What Counts as Informal CPD for GCC Registered Chiropractors?

Informal CPD — peer discussion, journal reading, reflective practice — counts toward your GCC 30-hour annual requirement. Here is what qualifies, what documentation you need, and how it compares to formal learning.

ManualCPD Team·22 June 2026·5 min read

When chiropractors think about CPD, they often think about courses, conferences, and certificates. These formal learning activities are the most visible part of professional development — but they are not the only part that counts toward your GCC 30-hour annual requirement. Informal CPD is equally valid, and for many practitioners it accounts for a significant proportion of their annual total.

What the GCC Means by Informal CPD

The GCC's CPD framework distinguishes between formal learning — structured activities delivered by an external provider — and informal learning, which encompasses any learning activity you undertake independently or in a professional peer context. Both count fully toward your 30 hours. The GCC does not prescribe a ratio of formal to informal, nor does it cap informal hours.

What defines a valid informal CPD activity is not its setting or format, but its substance. The GCC asks three questions about any CPD activity: Was it genuinely relevant to your clinical practice? Did you engage with it as learning — meaning it went beyond routine professional activity? Can you document it with reflection and, where applicable, evidence?

Activities That Count as Informal CPD

Reading research papers and clinical guidelines is one of the most common forms of informal CPD among chiropractors. A new systematic review on spinal manipulation, updated guidelines from a professional body, or a meta-analysis relevant to a patient population you treat — all of these constitute genuine learning if you read them critically and can describe what you took from them. The key is not simply reading, but engaging with the material in a way that could influence your practice.

Peer discussion and case review are another well-established category. Clinical conversations with colleagues — whether in a formal peer group or informally between practitioners — can constitute CPD if they have genuine learning content. Discussing a complex case, comparing approaches to a clinical challenge, or reviewing a recent guideline together are all valid. What transforms a professional conversation into CPD is your ability to document what was discussed and what you learned from it.

Reflective practice in its broader sense counts too. Reviewing your own cases, reflecting on outcomes that surprised you, or thinking through how you might approach a particular presentation differently are legitimate learning activities. Some practitioners maintain a clinical reflective journal for this purpose, which also serves as ready-made documentation.

Teaching and mentoring contribute to informal CPD from the educator's side. Preparing and delivering a case presentation to a colleague, supervising a student, or explaining a clinical concept to a peer — these activities require you to consolidate your own knowledge and often expose gaps you were not aware of. They count as your CPD, not just the learner's.

What Does Not Count as Informal CPD

The line between informal CPD and routine professional activity matters here. Reading your emails, attending a practice meeting about rotas or business matters, or completing administrative paperwork are not CPD. Treating patients is professional activity, not CPD, even if it indirectly develops your skills over time.

Social media browsing, however professionally themed, is difficult to count as CPD without deliberate engagement. Skimming a thread or watching a short video in passing does not constitute structured learning. If you watch a substantive recorded lecture or work through a well-curated educational resource online, that can count — but passive consumption generally does not.

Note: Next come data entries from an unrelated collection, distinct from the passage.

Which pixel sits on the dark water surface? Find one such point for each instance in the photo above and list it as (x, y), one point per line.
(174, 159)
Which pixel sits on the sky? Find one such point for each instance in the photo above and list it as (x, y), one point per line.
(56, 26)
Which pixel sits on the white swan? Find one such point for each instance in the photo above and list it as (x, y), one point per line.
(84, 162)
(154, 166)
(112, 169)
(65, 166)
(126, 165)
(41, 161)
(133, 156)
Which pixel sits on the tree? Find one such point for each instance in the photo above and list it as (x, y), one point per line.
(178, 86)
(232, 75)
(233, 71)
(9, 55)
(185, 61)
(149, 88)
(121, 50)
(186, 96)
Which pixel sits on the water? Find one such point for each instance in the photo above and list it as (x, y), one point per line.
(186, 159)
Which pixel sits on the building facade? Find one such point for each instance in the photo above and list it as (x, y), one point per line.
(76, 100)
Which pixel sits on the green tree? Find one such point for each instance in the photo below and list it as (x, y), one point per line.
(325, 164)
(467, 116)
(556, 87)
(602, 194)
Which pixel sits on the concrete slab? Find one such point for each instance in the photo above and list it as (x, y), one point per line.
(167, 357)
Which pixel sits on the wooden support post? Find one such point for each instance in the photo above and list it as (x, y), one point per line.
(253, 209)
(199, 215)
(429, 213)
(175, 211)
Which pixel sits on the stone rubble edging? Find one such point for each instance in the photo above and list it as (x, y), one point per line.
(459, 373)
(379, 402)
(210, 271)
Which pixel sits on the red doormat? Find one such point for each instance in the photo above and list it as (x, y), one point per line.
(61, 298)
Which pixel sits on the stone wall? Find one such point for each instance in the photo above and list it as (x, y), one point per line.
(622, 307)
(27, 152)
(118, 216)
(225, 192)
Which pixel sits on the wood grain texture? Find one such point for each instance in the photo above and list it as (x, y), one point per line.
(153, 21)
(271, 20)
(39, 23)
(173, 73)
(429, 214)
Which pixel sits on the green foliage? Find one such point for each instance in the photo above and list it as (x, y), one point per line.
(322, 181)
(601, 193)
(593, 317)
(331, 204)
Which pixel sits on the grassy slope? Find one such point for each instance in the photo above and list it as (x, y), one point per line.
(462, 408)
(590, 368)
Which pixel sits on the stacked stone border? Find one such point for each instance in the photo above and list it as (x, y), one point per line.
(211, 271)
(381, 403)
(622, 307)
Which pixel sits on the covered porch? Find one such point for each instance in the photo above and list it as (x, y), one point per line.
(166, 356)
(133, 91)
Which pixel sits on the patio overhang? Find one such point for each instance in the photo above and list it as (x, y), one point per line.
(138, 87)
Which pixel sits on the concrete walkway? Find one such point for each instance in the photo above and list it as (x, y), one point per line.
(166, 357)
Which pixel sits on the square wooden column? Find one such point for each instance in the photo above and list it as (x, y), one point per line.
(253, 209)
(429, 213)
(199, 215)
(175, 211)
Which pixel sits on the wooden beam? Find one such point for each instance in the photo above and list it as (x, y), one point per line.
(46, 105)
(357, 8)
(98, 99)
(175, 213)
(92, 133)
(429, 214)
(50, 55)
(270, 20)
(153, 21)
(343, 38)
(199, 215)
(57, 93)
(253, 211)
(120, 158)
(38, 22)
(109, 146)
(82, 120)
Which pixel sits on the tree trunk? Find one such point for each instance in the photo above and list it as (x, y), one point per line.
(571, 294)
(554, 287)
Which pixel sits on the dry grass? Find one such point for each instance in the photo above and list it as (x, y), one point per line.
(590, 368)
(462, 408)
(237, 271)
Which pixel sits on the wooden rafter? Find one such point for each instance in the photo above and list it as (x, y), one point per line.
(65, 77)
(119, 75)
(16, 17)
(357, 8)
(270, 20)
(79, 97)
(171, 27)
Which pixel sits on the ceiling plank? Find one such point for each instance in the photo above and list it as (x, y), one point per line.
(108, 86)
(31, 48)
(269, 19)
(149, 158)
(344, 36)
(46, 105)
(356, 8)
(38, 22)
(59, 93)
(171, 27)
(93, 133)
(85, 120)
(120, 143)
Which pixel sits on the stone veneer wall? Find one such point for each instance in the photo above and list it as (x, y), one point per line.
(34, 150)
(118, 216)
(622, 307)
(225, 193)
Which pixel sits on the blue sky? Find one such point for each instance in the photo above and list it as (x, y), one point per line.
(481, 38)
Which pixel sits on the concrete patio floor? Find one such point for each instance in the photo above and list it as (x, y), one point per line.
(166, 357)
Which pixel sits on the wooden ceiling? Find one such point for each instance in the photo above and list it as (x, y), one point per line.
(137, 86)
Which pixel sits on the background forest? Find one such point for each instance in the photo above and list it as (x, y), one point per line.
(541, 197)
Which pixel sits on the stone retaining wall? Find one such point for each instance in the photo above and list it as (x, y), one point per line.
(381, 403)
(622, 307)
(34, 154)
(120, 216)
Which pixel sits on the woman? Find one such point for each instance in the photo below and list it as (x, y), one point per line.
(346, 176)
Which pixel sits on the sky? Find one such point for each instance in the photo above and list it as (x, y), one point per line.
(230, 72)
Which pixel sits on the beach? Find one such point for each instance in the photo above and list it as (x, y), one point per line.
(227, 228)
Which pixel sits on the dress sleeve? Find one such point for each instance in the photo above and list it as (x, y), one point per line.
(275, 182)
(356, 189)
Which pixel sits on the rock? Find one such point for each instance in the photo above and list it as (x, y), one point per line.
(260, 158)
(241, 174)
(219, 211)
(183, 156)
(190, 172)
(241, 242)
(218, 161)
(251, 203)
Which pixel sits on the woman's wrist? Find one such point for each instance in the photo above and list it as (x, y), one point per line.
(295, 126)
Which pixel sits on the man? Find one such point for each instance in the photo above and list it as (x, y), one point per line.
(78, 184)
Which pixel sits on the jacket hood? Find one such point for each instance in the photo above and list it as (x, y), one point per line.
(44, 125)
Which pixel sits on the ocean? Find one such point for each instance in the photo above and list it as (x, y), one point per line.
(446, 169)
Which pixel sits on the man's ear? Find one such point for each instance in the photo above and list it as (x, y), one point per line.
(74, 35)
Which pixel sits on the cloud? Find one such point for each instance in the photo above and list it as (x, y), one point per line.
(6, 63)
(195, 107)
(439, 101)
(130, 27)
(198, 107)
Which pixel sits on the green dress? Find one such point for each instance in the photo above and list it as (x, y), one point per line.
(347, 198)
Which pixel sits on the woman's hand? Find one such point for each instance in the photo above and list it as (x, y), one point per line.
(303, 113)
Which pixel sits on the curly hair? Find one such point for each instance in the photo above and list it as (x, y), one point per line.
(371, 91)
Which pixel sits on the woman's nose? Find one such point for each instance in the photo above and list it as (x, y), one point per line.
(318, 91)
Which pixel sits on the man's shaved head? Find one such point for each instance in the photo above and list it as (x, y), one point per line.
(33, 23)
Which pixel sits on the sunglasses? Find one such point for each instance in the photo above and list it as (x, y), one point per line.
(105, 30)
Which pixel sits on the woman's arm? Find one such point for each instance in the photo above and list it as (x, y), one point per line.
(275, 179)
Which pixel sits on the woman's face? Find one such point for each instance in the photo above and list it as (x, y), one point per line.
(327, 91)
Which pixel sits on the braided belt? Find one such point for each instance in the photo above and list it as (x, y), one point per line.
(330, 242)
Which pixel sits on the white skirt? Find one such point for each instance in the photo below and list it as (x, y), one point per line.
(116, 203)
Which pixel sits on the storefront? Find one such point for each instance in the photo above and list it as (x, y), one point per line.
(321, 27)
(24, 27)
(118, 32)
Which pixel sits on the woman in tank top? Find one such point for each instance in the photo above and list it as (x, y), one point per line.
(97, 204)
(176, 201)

How to Document Informal CPD

This is where informal CPD differs most from formal learning. A completed course comes with a certificate. Informal CPD comes with whatever records you create yourself, which means documentation is your responsibility.

For each informal CPD activity, record the date and approximate duration, describe what the activity was and what prompted it, and write a brief reflection — what you learned, how it relates to your practice, and whether it changes or confirms any aspect of how you work. A few sentences to a short paragraph is sufficient. Lengthy or formal prose is not required.

Keep these records contemporaneously — at the time you do the activity, or as close to it as possible. Records written months after the fact are harder to defend in an audit and carry less evidential weight.

Informal CPD in an Audit

If the GCC audits your CPD declaration and your portfolio includes informal learning hours, the auditor will look for plausibility and coherence. A portfolio where peer discussion accounts for five or six hours across the year, supported by brief dated notes, is entirely credible. A portfolio where thirty hours of informal CPD suddenly appeared in August with no contemporaneous records is not.

Well-documented informal CPD can actually make for a more compelling portfolio than a stack of certificates alone. It demonstrates genuine professional engagement — a practitioner who reads, reflects, and talks with colleagues about their work, not just one who signs up for courses.